如何从 AWS Glue、Amazon EMR 或 Amazon Athena 访问 Amazon Simple Storage Service (Amazon S3) 申请方付款存储桶?

简短描述

要访问已启用申请方付款的 S3 存储桶,对存储桶的所有请求都必须具有“申请方付款”标头。

解决方法

AWS Glue

默认情况下,对 Amazon S3 的 AWS Glue 请求不包括“申请方付款”标头。如果没有该标头,则 API 调用将失败并发出的 AccessDenied 异常提示,通知您为申请方付款存储桶。要将“申请方付款”标头添加到 ETL 脚本中,请在 GlueContext 变量或 Apache Spark 会话变量上使用 hadoopConfiguration().set() 启用 fs.s3.useRequesterPaysHeader

GlueContext:

glueContext._jsc.hadoopConfiguration().set("fs.s3.useRequesterPaysHeader","true")

Spark 会话:

spark._jsc.hadoopConfiguration().set("fs.s3.useRequesterPaysHeader","true")
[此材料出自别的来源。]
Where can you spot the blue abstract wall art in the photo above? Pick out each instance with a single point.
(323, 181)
以下关于如何使用 ETL 脚本中的标头的示例。替换这些值:

database_name:您的数据库的名称
your_table_name:您的表的名称
s3://awsdoc-example-bucket/path-to-source-location/:源存储桶的路径
s3://awsdoc-example-bucket/path-to-target-location/:目标存储桶的路径

import sys
from awsglue.transforms import *
from awsglue.utils import getResolvedOptions
from pyspark.context import SparkContext
from awsglue.context import GlueContext
from awsglue.job import Job
from awsglue.dynamicframe import DynamicFrame

## @params: [JOB_NAME]
args = getResolvedOptions(sys.argv, ['JOB_NAME'])

sc = SparkContext()
glueContext = GlueContext(sc)
spark = glueContext.spark_session
job = Job(glueContext)
job.init(args['JOB_NAME'], args)

spark._jsc.hadoopConfiguration().set("fs.s3.useRequesterPaysHeader","true")
# glueContext._jsc.hadoopConfiguration().set("fs.s3.useRequesterPaysHeader","true")

##AWS Glue DynamicFrame read and write
datasource0 = glueContext.create_dynamic_frame.from_catalog(database = "your_database_name", table_name = "your_table_name", transformation_ctx = "datasource0")
datasource0.show()
datasink = glueContext.write_dynamic_frame.from_options(frame = datasource0, connection_type = "s3", connection_options = {"path":"s3://awsdoc-example-bucket/path-to-source-location/"}, format = "csv")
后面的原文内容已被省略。